Les deux finalistes ont eu raison des jeunes, de la tawainaise Chan et de la suissesse Bacsinszki; mais quel parcour pour ces deux filles de 18 ans. En finale, on ne donnait pas cher d’Anabel après le premier set, mais c’est une leçon d’abnégation (françaises prenez de la graine!) et de concentration qui lui a permis de renverser la vapeur et de décrocher ce 3è titre. Elle a su garder sa pleine concentration malgré les deux interruptions de pluie. Un très belle finale ! (domage pour la pluie)
Pierre Staller, directeur du tournoi

Le dernier carré de joueuses récompense la volonté, l’engagement et la tenacité au combat. La jeune joueuse de Taipei (elle a 19 ans), Chan est le prototype même de joueuse combative dès la première balle, elle ne lâche rien; similitude avec la suissesse Timea Bacsinzky . Katarina Srebotnik (plus toute jeune) a gardé le plaisir du jeu allié à un engagement dont les françaises pourraient prendre exemple. Et il reste la grande spécialiste de la terre battue de Hautepierre, Anabel Medina Garrigues. Les paris sont ouverts pour la finale.
Pierre Staller, directeur du tournoi

J’ y avais vraiment crû ! Je pensais que Marion allait gagner ce tournoi, mais quelle déception ce soir.
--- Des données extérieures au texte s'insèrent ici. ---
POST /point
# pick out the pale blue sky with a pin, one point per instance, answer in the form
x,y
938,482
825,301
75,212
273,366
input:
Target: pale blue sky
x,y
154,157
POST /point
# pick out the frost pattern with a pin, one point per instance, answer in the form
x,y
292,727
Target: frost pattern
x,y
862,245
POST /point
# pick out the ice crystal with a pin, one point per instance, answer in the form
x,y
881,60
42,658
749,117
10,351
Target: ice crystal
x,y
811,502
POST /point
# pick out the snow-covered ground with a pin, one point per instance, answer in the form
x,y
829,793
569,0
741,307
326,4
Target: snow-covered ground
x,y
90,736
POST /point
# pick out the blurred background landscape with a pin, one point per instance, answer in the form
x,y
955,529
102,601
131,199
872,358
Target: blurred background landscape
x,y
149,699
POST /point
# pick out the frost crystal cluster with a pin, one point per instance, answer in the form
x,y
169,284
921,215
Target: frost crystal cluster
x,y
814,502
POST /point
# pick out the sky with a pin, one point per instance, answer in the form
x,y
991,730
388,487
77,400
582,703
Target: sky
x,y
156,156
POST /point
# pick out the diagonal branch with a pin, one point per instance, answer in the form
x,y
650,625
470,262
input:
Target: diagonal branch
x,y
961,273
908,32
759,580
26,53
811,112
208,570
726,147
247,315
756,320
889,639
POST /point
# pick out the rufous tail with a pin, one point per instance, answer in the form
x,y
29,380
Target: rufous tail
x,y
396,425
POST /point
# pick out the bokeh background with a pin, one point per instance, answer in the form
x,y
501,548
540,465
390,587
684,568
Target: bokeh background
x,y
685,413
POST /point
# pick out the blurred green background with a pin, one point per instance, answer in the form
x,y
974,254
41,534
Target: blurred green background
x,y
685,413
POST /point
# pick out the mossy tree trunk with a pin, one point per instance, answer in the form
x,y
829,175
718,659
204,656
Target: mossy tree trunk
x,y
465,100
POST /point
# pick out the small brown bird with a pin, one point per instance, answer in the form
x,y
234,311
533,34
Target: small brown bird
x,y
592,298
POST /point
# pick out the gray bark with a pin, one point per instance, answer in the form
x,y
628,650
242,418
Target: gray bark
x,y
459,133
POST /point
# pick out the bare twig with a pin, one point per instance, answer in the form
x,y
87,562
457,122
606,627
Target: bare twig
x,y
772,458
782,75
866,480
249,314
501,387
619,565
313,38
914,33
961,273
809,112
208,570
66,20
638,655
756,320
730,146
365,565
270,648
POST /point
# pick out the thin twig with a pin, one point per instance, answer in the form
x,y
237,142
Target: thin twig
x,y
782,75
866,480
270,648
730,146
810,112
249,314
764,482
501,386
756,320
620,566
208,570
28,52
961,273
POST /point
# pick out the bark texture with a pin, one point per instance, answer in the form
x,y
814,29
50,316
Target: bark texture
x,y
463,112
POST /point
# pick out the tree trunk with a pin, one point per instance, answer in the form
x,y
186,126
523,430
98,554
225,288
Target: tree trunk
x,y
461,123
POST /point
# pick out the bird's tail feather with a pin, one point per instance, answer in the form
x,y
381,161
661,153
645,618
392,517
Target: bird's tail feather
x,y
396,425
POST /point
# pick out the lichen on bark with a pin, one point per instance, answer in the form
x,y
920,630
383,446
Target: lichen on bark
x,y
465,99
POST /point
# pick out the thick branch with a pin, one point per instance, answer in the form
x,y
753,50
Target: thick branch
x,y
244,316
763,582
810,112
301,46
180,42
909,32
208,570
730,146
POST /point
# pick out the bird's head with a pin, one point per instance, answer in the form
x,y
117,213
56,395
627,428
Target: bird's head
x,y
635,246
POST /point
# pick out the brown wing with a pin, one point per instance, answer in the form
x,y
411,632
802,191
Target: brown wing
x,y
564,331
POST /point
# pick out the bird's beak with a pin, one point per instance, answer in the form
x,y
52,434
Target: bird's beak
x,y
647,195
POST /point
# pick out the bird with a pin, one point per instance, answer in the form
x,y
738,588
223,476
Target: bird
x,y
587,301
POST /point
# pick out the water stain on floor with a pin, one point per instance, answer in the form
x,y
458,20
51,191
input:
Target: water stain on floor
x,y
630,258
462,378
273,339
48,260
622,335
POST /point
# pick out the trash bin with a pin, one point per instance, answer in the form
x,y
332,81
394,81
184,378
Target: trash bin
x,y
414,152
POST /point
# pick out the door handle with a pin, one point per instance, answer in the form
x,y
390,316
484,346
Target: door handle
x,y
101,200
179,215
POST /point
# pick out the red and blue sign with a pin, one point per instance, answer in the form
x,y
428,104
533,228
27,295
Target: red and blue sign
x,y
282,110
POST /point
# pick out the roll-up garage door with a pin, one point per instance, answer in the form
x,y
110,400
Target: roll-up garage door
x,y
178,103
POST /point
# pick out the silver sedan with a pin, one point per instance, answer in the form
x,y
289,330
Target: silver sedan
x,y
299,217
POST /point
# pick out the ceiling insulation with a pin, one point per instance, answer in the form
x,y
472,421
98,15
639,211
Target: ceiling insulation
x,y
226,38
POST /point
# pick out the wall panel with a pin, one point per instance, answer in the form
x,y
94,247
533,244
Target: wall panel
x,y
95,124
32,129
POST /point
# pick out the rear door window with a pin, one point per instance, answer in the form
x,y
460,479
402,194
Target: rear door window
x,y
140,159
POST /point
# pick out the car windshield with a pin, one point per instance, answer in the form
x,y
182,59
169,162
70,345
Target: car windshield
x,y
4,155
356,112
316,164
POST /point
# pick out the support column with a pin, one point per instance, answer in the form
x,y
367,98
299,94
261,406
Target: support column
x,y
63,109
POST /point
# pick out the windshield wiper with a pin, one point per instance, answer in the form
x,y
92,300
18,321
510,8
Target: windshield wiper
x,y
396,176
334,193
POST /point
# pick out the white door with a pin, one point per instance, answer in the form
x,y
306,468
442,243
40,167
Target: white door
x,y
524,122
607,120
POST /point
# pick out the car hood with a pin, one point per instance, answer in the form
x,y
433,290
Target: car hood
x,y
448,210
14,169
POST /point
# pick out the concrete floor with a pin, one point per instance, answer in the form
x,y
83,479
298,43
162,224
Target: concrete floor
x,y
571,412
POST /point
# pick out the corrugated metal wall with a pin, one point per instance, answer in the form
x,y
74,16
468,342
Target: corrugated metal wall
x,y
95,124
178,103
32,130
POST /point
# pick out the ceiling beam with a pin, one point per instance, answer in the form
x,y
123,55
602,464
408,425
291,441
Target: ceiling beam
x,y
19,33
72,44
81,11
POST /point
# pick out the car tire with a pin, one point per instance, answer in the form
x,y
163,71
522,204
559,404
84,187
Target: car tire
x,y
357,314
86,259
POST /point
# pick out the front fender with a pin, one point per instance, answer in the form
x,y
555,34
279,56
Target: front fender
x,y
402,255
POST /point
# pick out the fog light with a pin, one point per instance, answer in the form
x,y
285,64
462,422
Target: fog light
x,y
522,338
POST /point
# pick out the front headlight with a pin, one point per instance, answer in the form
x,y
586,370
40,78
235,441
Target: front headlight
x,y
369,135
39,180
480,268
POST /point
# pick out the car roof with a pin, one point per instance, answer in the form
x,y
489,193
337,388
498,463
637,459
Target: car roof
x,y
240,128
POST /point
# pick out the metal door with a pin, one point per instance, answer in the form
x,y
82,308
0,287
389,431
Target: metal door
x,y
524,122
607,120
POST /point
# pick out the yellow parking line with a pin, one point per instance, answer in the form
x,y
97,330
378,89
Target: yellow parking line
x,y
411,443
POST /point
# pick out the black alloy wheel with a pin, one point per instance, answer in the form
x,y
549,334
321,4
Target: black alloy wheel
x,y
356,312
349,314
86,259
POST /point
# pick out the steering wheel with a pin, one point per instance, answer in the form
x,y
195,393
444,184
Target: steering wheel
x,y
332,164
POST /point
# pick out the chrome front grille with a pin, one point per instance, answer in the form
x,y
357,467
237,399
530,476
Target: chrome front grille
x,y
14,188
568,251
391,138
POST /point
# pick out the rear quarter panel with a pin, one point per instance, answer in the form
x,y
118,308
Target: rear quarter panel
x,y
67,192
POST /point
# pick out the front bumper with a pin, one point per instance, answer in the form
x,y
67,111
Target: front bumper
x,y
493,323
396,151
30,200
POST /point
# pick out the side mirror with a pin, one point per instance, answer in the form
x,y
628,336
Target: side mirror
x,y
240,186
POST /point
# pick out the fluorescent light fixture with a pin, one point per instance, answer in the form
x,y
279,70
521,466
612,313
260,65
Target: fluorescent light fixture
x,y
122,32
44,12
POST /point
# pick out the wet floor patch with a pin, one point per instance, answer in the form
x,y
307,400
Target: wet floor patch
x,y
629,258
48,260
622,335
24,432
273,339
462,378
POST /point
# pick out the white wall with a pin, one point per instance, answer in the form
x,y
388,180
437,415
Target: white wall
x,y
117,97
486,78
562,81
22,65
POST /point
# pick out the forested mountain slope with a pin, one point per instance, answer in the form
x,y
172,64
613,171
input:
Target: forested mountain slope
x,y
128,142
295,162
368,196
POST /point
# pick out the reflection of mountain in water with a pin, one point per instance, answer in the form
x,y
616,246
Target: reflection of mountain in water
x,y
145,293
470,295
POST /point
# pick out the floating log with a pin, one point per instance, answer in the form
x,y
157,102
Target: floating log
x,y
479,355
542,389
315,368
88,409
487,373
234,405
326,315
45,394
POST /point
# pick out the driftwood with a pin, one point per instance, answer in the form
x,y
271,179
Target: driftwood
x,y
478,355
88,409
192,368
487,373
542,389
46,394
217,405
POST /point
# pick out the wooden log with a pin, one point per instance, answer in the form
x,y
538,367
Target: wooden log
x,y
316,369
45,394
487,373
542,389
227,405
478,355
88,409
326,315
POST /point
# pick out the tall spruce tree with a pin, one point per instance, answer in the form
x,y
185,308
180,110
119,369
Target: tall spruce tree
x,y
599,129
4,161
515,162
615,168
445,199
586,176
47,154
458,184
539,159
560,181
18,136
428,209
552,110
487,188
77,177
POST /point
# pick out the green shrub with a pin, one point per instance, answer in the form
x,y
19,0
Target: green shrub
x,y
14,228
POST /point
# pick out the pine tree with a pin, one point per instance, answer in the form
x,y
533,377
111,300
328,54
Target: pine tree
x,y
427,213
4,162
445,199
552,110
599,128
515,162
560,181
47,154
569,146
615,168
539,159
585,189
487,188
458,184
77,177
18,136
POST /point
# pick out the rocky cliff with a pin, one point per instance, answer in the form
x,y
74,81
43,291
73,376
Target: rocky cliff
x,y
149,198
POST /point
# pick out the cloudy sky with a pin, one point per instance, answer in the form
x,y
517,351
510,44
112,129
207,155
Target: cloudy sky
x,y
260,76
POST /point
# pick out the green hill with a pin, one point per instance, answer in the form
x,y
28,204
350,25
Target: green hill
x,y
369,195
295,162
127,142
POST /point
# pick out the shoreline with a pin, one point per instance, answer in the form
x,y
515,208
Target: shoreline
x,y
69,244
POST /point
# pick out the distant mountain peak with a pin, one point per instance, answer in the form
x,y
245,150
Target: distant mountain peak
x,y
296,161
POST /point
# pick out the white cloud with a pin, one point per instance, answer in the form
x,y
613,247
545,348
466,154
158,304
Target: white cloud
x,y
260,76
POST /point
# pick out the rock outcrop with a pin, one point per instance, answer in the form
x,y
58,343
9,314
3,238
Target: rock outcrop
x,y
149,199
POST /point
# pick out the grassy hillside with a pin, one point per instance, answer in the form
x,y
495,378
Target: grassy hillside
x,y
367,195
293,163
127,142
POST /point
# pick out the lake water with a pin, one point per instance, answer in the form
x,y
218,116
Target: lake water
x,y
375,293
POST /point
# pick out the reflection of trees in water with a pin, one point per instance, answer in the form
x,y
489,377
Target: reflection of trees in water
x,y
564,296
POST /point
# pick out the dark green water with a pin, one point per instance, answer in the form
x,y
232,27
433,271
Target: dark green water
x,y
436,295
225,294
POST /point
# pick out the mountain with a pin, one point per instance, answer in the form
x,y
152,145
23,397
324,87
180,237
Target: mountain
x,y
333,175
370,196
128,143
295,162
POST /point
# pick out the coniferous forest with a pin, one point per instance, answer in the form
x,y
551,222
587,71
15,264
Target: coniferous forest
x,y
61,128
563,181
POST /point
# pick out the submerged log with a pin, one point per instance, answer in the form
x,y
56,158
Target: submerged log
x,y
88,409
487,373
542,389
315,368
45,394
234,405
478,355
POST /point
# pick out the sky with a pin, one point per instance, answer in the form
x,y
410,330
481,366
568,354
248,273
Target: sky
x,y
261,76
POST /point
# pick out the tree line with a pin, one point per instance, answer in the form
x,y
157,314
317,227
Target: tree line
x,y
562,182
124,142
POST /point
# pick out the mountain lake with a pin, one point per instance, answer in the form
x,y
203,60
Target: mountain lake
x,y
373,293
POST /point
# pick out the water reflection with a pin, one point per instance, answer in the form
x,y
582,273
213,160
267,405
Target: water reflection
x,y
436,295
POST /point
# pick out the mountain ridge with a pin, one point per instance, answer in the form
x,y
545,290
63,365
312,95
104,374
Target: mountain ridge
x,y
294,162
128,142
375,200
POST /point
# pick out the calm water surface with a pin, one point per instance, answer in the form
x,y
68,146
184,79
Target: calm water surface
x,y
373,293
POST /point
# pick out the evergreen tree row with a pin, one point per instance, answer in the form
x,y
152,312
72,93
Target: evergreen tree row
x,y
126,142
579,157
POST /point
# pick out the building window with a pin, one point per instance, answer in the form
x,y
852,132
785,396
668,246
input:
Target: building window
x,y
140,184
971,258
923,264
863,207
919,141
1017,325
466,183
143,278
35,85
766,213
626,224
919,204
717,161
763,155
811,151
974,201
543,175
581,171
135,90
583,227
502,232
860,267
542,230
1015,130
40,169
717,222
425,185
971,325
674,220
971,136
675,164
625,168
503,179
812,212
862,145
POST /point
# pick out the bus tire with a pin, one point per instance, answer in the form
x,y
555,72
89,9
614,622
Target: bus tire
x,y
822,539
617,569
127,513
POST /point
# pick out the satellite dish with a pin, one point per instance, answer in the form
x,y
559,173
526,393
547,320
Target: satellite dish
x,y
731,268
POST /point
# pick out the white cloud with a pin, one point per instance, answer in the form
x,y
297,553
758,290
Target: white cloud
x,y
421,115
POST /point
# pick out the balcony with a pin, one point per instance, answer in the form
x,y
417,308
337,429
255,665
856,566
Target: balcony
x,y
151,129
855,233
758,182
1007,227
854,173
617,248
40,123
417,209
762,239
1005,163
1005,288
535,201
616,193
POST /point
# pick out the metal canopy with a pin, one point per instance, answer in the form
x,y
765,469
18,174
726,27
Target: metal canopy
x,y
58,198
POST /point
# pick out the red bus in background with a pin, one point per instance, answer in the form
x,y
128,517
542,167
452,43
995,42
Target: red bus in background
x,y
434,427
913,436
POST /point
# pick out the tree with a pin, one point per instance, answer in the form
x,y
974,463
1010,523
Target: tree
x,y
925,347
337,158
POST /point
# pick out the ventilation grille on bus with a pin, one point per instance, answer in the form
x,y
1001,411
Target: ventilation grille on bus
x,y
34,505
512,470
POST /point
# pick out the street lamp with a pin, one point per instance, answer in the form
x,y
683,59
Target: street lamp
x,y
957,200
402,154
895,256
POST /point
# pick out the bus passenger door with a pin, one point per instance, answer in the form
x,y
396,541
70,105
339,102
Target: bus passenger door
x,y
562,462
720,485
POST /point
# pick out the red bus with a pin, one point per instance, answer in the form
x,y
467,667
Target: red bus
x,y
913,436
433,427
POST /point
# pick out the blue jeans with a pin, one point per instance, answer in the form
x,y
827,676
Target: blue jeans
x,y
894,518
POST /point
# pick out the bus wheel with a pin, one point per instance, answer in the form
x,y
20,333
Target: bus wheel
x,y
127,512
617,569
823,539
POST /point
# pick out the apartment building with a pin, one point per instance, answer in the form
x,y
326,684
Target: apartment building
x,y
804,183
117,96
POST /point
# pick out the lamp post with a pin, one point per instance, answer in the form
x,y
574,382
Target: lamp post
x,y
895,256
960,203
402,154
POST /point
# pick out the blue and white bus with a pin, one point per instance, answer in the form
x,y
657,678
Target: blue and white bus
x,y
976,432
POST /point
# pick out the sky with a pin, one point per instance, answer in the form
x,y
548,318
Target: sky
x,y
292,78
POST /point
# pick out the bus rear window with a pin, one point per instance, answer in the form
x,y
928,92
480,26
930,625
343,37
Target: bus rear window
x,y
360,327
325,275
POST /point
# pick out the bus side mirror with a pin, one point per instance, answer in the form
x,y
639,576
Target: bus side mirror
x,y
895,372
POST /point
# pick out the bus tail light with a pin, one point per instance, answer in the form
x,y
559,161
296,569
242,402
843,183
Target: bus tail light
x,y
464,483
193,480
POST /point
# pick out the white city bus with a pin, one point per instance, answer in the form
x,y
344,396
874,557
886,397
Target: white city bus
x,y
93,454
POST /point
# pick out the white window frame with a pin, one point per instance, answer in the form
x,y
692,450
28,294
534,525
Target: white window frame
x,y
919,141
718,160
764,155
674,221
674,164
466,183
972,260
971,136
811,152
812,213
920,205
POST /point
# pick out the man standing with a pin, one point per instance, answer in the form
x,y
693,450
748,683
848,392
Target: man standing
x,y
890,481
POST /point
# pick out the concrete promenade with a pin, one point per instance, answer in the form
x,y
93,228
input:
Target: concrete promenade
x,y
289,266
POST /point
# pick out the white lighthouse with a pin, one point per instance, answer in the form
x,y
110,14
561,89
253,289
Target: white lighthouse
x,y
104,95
Ce mal au poignet n’explique pas tout. Il faut quand même reconnaître une chose (et je me répète), déjà à Berlin j’ai trouvé que les joueuses des pays de l’est et du sud-est asiatique sont plus affûtées; et surtout, elles démontrent sur le court une plus grande volonté au combat. Shuai Peng était déjà en finale contre Vaidisova en 2006, Alona Bondarenko marche très fort en ce moment. Le constat est brutal, mais ce sont les meilleurs qui sont au rendez-vous.